Il a été un vrai père pour moi. » En entamant sa troisième année, Néstor Nongo, qui n’arrive pas toujours à boucler ses fins de mois et connaît même la faim, enchaîne les petits boulots. Il est tour à tour sacristain dans une paroisse madrilène, serveur, travailleur saisonnier chez des moines cisterciens en Navarre… La foi semble avoir occupé une grande place dans sa vie, même s’il reste discret sur le sujet.
Diplômé, Néstor Nongo découvre sa deuxième vocation en 1999, lorsqu’il est engagé comme professeur de religion et de philosophie dans un lycée, à Madrid. Les débuts n’ont certes pas été faciles – les parents d’élèves venaient s’enquérir de sa capacité à enseigner -, mais il raconte, tout sourire, que les lycéens pleuraient à son départ. Il sort d’un tiroir une grosse enveloppe et en extirpe un paquet de lettres manuscrites.
J’ouvrais une nouvelle voie, et il fallait que je fasse mes preuves au nom de tous les Noirs
Les mots de ses anciens élèves sont chargés d’affection. « En tant qu’Africain, j’ai toujours dû prouver mes compétences plus que n’importe quel autre, s’exclame-t-il. Mais quand je suis devenu le premier Noir à accéder au poste de chef du département d’analyse d’information internationale de la présidence espagnole [2009-2013], j’ai trouvé cela normal. J’ouvrais une nouvelle voie, et il fallait que je fasse mes preuves au nom de tous les Noirs. » Après avoir obtenu la nationalité espagnole, Nongo sent qu’il doit se réorienter et opte pour l’administration publique.

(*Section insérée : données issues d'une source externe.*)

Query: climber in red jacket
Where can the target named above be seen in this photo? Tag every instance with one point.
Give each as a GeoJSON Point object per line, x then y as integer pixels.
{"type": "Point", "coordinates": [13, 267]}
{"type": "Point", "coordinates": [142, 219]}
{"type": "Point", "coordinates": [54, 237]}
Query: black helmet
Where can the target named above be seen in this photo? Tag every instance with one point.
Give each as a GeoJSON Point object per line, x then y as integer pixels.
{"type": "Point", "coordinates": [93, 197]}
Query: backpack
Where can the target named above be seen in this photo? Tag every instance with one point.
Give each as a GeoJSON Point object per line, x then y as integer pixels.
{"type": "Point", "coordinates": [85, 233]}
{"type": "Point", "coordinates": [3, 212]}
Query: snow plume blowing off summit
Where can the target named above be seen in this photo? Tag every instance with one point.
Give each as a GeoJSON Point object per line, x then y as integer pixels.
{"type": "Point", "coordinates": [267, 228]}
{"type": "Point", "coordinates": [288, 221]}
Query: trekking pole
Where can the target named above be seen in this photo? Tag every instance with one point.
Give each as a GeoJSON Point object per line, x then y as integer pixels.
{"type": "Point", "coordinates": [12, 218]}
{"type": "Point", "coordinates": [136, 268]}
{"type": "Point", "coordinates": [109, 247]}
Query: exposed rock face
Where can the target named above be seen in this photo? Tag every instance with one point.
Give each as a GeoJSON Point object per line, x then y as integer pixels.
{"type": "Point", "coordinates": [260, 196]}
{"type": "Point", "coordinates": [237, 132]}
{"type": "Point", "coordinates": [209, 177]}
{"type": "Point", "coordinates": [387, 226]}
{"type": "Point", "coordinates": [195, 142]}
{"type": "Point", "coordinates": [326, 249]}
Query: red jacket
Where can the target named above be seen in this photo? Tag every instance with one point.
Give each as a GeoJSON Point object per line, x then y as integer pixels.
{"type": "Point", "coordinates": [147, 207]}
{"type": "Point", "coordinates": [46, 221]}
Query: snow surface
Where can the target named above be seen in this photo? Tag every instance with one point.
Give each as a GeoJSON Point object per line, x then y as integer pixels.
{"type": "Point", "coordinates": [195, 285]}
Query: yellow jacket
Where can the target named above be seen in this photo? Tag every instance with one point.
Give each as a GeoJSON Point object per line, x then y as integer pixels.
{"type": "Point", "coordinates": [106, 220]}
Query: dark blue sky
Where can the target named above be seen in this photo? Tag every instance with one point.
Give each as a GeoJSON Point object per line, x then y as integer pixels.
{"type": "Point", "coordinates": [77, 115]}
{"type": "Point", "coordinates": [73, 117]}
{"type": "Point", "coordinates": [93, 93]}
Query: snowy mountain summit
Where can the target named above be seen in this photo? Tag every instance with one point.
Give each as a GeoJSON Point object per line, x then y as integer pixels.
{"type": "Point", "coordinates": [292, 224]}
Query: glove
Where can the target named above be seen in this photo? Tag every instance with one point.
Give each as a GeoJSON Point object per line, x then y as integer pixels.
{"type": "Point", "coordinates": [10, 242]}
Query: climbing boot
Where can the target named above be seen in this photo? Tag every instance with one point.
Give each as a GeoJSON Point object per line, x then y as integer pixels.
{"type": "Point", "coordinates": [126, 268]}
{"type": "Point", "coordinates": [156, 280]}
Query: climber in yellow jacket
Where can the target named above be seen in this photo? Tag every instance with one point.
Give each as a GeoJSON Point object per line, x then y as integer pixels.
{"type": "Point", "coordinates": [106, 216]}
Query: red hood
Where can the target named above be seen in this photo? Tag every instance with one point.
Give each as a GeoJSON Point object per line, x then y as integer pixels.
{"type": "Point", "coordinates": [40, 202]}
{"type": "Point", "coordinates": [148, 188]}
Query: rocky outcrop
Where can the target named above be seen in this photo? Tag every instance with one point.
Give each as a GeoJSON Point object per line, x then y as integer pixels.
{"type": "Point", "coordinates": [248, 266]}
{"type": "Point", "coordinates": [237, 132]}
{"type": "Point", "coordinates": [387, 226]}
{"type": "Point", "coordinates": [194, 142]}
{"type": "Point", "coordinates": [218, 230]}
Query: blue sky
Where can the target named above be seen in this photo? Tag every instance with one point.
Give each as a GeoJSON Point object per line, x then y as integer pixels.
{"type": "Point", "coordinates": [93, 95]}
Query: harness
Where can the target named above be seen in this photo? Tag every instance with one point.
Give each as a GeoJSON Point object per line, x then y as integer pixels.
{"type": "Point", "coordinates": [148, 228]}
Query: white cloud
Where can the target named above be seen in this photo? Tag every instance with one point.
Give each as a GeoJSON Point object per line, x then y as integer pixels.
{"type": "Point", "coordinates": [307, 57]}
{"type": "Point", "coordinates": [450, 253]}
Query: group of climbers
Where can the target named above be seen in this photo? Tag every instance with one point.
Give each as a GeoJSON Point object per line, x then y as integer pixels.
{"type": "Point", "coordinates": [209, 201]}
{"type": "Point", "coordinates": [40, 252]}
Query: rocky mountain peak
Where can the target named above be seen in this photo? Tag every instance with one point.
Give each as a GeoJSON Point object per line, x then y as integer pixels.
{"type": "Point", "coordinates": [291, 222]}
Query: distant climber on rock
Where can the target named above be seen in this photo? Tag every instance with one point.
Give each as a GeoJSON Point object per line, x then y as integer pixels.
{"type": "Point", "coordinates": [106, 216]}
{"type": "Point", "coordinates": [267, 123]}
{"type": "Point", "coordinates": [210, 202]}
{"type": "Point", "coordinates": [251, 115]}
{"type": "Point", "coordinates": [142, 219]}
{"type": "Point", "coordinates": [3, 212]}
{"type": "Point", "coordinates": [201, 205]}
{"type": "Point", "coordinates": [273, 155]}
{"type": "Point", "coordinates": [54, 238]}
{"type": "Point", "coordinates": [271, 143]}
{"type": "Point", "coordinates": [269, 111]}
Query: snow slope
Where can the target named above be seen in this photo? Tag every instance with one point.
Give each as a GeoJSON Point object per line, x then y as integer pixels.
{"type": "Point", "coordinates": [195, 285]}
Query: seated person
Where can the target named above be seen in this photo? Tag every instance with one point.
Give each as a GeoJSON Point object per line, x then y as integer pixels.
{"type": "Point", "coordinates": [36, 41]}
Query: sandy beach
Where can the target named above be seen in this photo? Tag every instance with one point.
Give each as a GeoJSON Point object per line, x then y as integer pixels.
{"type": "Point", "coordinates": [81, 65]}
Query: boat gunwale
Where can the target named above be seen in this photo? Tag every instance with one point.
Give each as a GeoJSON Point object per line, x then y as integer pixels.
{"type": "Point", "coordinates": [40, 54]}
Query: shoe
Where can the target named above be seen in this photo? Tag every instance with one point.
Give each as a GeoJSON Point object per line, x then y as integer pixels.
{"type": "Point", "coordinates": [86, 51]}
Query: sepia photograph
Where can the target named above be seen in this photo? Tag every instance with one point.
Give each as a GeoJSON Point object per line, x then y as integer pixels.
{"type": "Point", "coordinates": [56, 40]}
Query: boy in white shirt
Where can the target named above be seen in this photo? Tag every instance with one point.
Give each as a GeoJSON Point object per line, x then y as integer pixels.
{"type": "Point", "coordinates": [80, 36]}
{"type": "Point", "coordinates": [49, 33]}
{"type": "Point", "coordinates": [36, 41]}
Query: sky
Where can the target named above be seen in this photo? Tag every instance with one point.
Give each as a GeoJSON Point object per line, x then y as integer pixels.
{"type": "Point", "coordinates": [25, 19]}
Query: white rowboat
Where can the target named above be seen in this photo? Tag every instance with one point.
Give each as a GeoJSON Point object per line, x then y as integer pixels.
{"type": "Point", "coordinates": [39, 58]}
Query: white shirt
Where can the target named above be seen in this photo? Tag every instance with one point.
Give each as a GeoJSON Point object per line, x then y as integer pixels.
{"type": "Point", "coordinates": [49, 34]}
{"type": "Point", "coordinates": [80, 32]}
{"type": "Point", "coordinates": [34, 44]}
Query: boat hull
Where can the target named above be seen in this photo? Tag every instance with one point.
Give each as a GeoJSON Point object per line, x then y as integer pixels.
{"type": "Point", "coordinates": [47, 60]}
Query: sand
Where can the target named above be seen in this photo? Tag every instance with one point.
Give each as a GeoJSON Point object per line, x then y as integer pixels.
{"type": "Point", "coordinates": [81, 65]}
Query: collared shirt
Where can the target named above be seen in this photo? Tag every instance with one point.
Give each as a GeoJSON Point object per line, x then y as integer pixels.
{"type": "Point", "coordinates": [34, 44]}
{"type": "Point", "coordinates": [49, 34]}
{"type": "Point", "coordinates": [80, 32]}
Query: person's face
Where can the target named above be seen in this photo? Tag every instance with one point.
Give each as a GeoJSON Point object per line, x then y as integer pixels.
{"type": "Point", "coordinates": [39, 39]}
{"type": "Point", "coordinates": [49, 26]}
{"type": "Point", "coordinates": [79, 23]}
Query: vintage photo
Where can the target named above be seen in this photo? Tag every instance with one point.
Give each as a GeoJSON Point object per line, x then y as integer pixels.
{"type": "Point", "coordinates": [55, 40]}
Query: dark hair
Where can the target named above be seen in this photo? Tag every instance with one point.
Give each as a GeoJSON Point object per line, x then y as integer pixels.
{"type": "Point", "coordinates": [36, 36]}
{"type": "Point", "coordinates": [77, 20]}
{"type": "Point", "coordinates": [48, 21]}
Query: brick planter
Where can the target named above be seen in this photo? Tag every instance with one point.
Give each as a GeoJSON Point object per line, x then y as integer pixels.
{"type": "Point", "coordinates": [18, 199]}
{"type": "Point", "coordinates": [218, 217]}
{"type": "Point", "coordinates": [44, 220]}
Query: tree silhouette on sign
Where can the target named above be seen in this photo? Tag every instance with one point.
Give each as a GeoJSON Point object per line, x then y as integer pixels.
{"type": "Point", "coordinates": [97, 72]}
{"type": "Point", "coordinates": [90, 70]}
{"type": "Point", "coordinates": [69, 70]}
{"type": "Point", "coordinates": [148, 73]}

Brillamment reçu au concours, il entre comme chef d’analyse d’information sur le Maghreb et le Moyen-Orient, avant de prendre la tête de tout le département. Chaque jour, il rédige des rapports pour le Premier ministre, prépare ses voyages, organise les visites de chefs d’État en Espagne, entretient un contact permanent avec les ambassades. Il a successivement travaillé aux côtés du socialiste José Luis Rodríguez Zapatero puis de Mariano Rajoy (droite), mais, s’il aurait de quoi alimenter des milliers d’anecdotes, il ne se permet d’en raconter aucune.
Marié à une Espagnole, père de deux enfants, Nongo a fondé en 2006 l’association Tracaf (Trabajando por el corazón de África, « travailler pour le cœur de l’Afrique »), qui a aujourd’hui une antenne à Kinshasa, où elle a ouvert une école et un centre de santé. « C’était au moment où les jeunes Africains commençaient à sauter les barrières à Melilla, explique celui qui fut aussi à l’origine de l’Association des étudiants africains en Espagne, en 1992. Notre but était d’aller leur expliquer la réalité de l’immigration, car ce que moi j’ai vécu en arrivant en Espagne, je ne le souhaite pas aux autres. ».
Lui qui n’est retourné en RD Congo pour la première fois qu’en 1995, puis dix ans plus tard à cause de la guerre, raconte combien cela lui a coûté de laisser sa famille. Il s’est depuis promis d’aider au développement. En mettant sur pied un Institut africain de leadership pour l’Afrique – dont la première antenne ouvrira cette année à Kinshasa -, il veut former les élites africaines. Très fier, il insiste sur ses deux facettes, celle du haut fonctionnaire qui termine sa thèse en sociologie et celle du militant associatif. Rien ne semble l’arrêter. Sa devise ? Ad augusta per angusta (« Vers les sommets par des chemins étroits »).